Pas étonnant, dès lors, que la recherche de performance économique se traduise par une amélioration de l’empreinte écologique. "Le gaz que nous utilisons désormais est trois fois moins polluant que le carburant fossile", précise Michel Mangion. Cristal Union, qui a déjà réduit sa facture énergétique de 9 %, s’est fixé pour objectif de diminuer de plus de 30 % ses émissions d’ici à la fin de l’année. Un objectif que l’entreprise compte atteindre en s’appuyant sur des outils de modélisation et de comparaison des usines entre elles. "L’efficacité énergétique est ­pilotée en interne, ce qui permet de comparer les performances des sites et d’identifier une liste d’investissements prioritaires", assure le directeur RSE. En 2018, Tereos a émis 2,69 millions de tonnes de CO2 contre 2,9 millions en 2017. Un résultat que la coopérative ne doit pas seulement à l’abandon du fioul, mais aussi aux différentes initiatives qu’elle teste dans ses sucreries, à l’image de celle de Lillebonne (Seine-Maritime) où, depuis 2015, les deux tiers de la vapeur utilisée comme source d’énergie ne sont plus issus de gaz naturel, mais des déchets ménagers de 130 communes environnantes. Grâce à ce projet, le groupe a réduit ses émissions annuelles de CO2 de 84 000 tonnes.

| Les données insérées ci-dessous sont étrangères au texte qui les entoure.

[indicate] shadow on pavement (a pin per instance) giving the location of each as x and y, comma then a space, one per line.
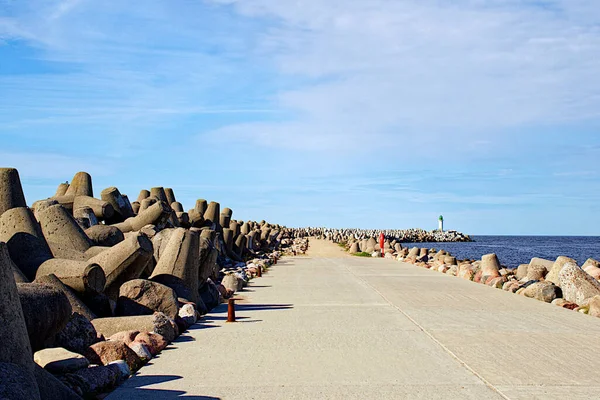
139, 392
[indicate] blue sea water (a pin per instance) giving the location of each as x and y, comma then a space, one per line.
515, 250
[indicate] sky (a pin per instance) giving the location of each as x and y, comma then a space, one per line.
339, 113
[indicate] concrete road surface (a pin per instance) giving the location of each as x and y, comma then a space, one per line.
331, 326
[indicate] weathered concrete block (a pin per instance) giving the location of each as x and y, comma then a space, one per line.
11, 191
144, 297
181, 259
81, 276
124, 261
26, 243
46, 310
15, 348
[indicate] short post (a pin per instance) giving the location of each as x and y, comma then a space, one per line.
231, 310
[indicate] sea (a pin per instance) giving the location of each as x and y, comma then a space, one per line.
515, 250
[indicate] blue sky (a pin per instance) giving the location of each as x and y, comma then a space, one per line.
365, 113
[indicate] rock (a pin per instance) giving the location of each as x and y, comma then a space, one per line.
543, 291
58, 360
105, 235
231, 282
576, 284
103, 353
490, 266
144, 297
46, 310
122, 368
594, 306
17, 383
496, 282
522, 271
78, 334
126, 337
154, 342
552, 275
188, 313
538, 268
141, 350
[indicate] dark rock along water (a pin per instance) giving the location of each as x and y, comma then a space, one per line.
515, 250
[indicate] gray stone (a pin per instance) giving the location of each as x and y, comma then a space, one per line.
60, 361
576, 284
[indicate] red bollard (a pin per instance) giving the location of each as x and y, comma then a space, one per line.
231, 310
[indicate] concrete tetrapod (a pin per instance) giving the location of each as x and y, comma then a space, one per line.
124, 261
181, 259
11, 191
77, 305
26, 243
83, 277
60, 228
46, 310
120, 206
102, 209
157, 214
211, 215
13, 331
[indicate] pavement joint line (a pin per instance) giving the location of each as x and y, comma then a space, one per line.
424, 330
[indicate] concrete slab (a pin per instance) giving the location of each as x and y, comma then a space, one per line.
348, 328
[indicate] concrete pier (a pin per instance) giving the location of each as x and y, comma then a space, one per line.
333, 326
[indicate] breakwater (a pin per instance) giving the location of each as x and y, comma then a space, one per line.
396, 235
95, 287
560, 281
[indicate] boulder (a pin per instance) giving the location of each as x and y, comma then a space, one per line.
522, 271
552, 275
543, 291
154, 342
103, 353
144, 297
60, 361
594, 304
490, 266
576, 284
157, 323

Réduire les besoins en eau

Le pistage des coûts ne se limite pas à l’énergie. Il passe également par une réduction de la consommation d’eau. Cristal Union prévoit de réduire d’environ 55 % sa consommation d’ici à la fin de l’année. Pour atteindre cet objectif, l’entreprise a mis au point un procédé pour isoler l’eau très pure contenue dans les betteraves, la stocker dans des bassins dédiés et l’utiliser durant la campagne. Résultat, elle a déjà réussi à diminuer de 51 % sa consommation et a mis fin, à Sainte-Émilie, aux prélèvements dans la nappe phréatique. "Notre objectif pour 2020 est d’être entièrement autonome dans toutes nos usines", souligne Michel Mangion.

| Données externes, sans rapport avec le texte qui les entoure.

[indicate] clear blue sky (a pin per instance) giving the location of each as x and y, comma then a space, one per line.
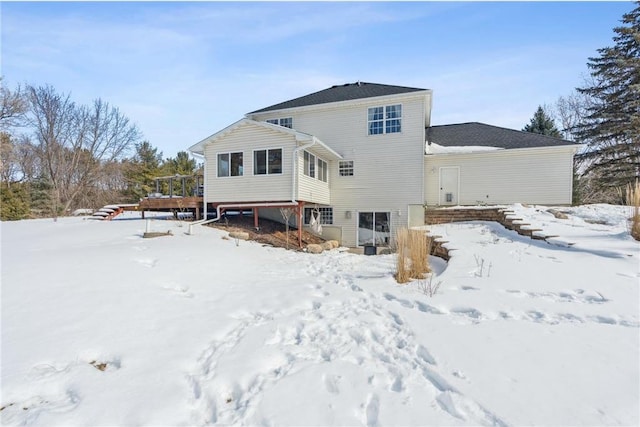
184, 70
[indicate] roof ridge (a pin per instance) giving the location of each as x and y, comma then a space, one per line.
339, 93
505, 128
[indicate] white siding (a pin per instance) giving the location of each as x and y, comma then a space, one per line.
388, 168
312, 189
248, 138
249, 188
536, 176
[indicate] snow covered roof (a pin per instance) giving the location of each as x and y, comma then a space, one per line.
337, 93
476, 134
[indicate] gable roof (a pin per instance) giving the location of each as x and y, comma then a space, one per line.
319, 146
476, 134
337, 93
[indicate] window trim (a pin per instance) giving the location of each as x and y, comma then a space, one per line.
266, 150
229, 153
385, 120
309, 167
343, 168
326, 215
322, 173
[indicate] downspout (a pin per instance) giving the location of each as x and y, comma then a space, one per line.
294, 169
204, 182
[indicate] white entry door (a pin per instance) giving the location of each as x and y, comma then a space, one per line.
449, 185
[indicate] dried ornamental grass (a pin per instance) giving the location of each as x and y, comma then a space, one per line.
419, 247
633, 200
402, 272
412, 257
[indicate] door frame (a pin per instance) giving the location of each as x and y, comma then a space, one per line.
440, 190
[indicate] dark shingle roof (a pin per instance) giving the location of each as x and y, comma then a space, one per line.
338, 93
482, 135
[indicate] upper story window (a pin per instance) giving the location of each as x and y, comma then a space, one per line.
387, 119
230, 164
309, 164
315, 167
322, 170
345, 168
285, 122
267, 162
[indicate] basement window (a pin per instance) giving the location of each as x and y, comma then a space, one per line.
326, 215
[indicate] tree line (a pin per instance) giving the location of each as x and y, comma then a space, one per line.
604, 115
57, 155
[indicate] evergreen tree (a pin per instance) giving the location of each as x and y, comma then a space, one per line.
181, 165
140, 171
543, 124
13, 202
611, 129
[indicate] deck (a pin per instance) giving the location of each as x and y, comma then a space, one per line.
174, 205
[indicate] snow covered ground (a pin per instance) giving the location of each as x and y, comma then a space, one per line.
103, 327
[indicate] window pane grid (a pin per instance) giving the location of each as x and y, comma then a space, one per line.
387, 119
326, 215
267, 162
345, 168
230, 164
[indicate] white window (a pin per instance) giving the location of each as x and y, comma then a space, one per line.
322, 170
309, 164
374, 228
345, 168
325, 214
230, 164
387, 119
285, 122
267, 162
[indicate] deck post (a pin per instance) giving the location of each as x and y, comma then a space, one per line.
299, 213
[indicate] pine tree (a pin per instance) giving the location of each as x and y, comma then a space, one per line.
13, 202
543, 124
140, 171
611, 129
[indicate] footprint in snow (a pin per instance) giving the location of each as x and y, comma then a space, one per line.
147, 262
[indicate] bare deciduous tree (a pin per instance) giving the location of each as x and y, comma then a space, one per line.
76, 142
13, 106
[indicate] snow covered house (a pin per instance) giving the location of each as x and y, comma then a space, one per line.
364, 159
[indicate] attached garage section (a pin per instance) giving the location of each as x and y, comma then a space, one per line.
530, 175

De son côté, Tereos mise sur de nouveaux équipements moins gourmands en liquide, à l’image du lavoir du site de Connantre (Marne), qui sera opérationnel en 2021 et nécessitera deux fois moins d’eau que l’équipement existant. De quoi permettre au groupe de diminuer ses besoins en provenance des forages, qui représentent actuellement 9 % des approvisionnements.

Reste la question de l’amont agricole. Selon les informations diffusées par Tereos dans son rapport RSE 2018-2019, 20 % des émissions de gaz à effet de serre de l’entreprise seraient dus à la production de la matière première. Sur le sujet, les sucriers restent timides. Si Tereos et Cristal Union ont rejoint la plate-forme SAI (pour Sustainable agriculture initiative), dont l’objectif est de promouvoir des pratiques agricoles durables sur l’ensemble de la filière, les engagements concrets pour réduire l’utilisation d’engrais ou d’intrants restent rares et le sucre bio n’en est encore qu’à ses balbutiements. Les premiers kilos, produits par les agriculteurs de Tereos, devraient arriver sur le marché en 2020. À l’heure actuelle, à peine 200 hectares sont cultivés sans pesticides de synthèse.

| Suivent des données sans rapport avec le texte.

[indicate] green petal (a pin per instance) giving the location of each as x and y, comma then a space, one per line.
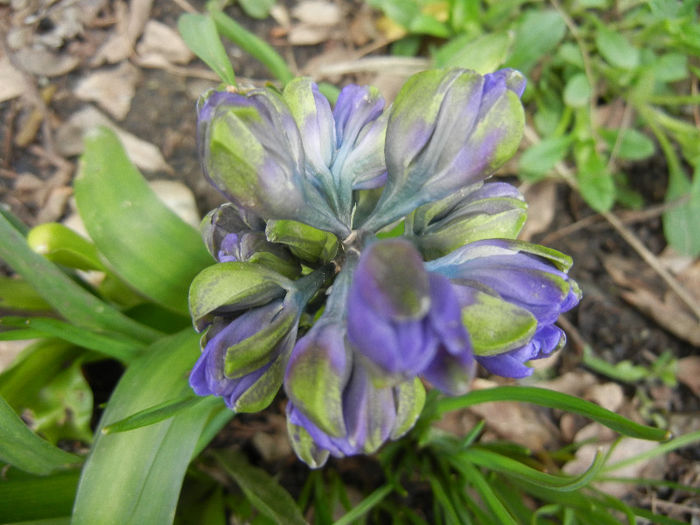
497, 326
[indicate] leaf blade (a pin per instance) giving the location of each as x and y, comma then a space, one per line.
24, 449
200, 34
148, 246
553, 399
73, 302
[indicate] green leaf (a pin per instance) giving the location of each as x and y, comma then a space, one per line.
18, 294
33, 369
595, 181
261, 489
257, 8
538, 160
25, 450
109, 345
615, 48
37, 498
633, 145
143, 468
63, 246
157, 413
670, 67
682, 222
537, 34
75, 304
200, 35
484, 54
577, 92
474, 477
513, 468
252, 45
552, 399
497, 326
148, 246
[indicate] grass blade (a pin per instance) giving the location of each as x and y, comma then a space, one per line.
552, 399
147, 245
200, 35
263, 491
144, 468
252, 45
23, 449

 Le biocarburant,   nouvel eldorado des betteraviers 

La transition écologique des betteraviers passe également par la recherche de nouveaux débouchés. Parmi les solutions explorées par les sucriers : l’éthanol. Ce carburant, qui "économise plus de 50 % de CO2 par rapport à l’essence fossile, en analyse de cycle de vie", selon les représentants de la filière, est obtenu par extraction du saccharose contenu dans les betteraves, qui est ensuite fermenté et distillé. Boostés par la directive européenne Red II, qui fixe l’objectif de 14 % d’énergies renouvelables dans les transports à l’horizon 2030 sans plafond pour les biocarburants de première génération, les sucriers adaptent petit à petit leurs structures pour faire face à la nouvelle demande. Cristal Union dispose de six distilleries de dernière génération, à peine moins que Tereos, qui compte huit structures sur le territoire français. À l’heure actuelle, 24 % des betteraves de l’Hexagone sont transformées en biocarburant.